Debugging Event Flows
Debugging can be harder when requests go through events. But centralized logging actually makes debugging easier overall.
SDK Maintenance
The SDK needs to be well-maintained and documented. Good documentation and versioning solve this, like any shared library.
The Constant: Centralized API Management
Every benefit of this architecture stems from one principle: Butlers don’t make API calls — they emit events. Butler core handles the HTTP, and everything flows through one system. Monitoring, error handling, rate limiting, caching, and authentication all become centralized features that every Butler gets automatically. The SDK makes it seamless for developers.
The Vision
The vision is simple: Butlers focus on their logic, not on making HTTP requests. They emit events saying “I need to call this API,” and Butler core handles the rest.
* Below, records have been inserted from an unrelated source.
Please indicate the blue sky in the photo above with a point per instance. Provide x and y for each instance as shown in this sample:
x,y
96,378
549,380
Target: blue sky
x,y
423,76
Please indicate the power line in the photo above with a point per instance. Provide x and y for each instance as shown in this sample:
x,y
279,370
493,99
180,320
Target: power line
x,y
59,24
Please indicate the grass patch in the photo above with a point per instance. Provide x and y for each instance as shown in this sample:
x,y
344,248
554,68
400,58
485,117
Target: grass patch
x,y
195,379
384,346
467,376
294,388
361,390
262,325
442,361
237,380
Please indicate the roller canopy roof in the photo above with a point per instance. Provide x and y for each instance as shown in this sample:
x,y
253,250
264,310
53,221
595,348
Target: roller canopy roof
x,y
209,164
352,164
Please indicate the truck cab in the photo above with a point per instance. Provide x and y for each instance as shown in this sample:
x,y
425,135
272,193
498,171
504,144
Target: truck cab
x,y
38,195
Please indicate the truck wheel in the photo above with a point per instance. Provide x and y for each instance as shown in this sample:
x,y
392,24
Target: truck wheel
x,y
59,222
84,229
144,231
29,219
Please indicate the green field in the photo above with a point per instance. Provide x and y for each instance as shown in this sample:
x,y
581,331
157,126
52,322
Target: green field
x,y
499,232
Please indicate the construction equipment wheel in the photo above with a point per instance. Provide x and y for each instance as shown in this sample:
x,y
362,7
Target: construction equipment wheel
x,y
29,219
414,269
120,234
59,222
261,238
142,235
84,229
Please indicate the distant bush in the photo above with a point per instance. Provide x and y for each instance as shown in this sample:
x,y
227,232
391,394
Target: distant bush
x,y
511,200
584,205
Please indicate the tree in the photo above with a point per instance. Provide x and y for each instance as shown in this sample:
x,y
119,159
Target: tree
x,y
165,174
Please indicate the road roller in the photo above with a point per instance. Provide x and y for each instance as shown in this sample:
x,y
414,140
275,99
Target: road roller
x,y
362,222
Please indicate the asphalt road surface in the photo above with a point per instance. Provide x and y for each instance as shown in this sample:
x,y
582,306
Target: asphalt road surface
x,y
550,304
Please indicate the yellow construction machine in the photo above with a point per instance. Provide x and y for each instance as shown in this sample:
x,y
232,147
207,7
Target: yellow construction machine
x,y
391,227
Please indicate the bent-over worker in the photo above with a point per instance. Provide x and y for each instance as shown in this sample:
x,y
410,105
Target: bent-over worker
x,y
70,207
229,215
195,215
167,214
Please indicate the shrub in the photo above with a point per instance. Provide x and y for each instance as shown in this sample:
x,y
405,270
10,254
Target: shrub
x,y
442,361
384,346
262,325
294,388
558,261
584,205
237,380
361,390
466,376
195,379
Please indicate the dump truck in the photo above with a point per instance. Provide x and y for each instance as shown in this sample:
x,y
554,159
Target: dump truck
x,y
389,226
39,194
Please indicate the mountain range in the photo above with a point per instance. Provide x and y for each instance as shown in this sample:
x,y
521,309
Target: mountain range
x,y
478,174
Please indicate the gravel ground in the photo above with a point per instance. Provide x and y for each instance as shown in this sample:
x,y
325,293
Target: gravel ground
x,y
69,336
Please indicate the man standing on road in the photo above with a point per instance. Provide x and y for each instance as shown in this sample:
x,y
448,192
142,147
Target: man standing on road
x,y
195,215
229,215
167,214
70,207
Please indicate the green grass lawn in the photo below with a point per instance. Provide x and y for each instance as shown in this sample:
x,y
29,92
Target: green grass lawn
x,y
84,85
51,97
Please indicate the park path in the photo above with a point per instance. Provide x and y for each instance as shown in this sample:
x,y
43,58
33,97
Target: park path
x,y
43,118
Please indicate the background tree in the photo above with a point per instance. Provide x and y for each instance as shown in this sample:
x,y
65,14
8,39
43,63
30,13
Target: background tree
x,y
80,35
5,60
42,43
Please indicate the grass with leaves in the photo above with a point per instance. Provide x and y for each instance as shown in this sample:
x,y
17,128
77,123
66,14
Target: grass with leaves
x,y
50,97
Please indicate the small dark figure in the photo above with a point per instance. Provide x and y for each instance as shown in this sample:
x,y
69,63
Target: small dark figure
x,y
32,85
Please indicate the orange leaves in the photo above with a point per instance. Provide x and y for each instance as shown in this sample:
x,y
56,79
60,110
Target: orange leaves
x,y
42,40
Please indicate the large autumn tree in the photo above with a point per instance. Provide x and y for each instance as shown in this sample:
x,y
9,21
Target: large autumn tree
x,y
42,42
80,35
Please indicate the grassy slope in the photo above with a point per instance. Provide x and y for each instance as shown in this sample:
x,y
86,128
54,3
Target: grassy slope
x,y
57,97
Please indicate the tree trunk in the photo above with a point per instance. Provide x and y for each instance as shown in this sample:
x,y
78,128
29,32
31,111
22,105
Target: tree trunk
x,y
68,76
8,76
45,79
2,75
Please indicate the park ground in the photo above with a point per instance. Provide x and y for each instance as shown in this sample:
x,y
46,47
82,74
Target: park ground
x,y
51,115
This centralizes all the hard parts: monitoring, error handling, rate limiting, retries, caching. Butler developers get these features automatically through the SDK. And we get full visibility into all API traffic from one place.
Butlers don’t make API calls. They emit events. Butler core handles HTTP, and everyone benefits: simpler Butler code, centralized monitoring, consistent error handling, easy feature addition.
Next Steps
This is still an idea, not a plan. But the concept is clear: an event-driven architecture for API calls, with an SDK that makes it easy for Butler developers.
If we build this, we’d start with:
Basic Event System
Implement a simple event bus for request and response events. Support request-response matching.
Butler Core HTTP Handler
Build the core HTTP handler that listens for request events, makes HTTP calls, and emits response events.
SDK Implementation
Create the SDK that abstracts events away. Simple API interface for Butler developers.
Monitoring & Logging
Add centralized logging and monitoring. Track all API calls, errors, latency. Build dashboards for visibility.
Advanced Features
Add rate limiting, caching, request queuing, retry logic. Build out the centralized features that make this approach powerful.
This is a significant architectural change, but it could make API management much simpler and more powerful. We’ll see if this approach makes sense as we build out more Butlers and encounter more API management challenges.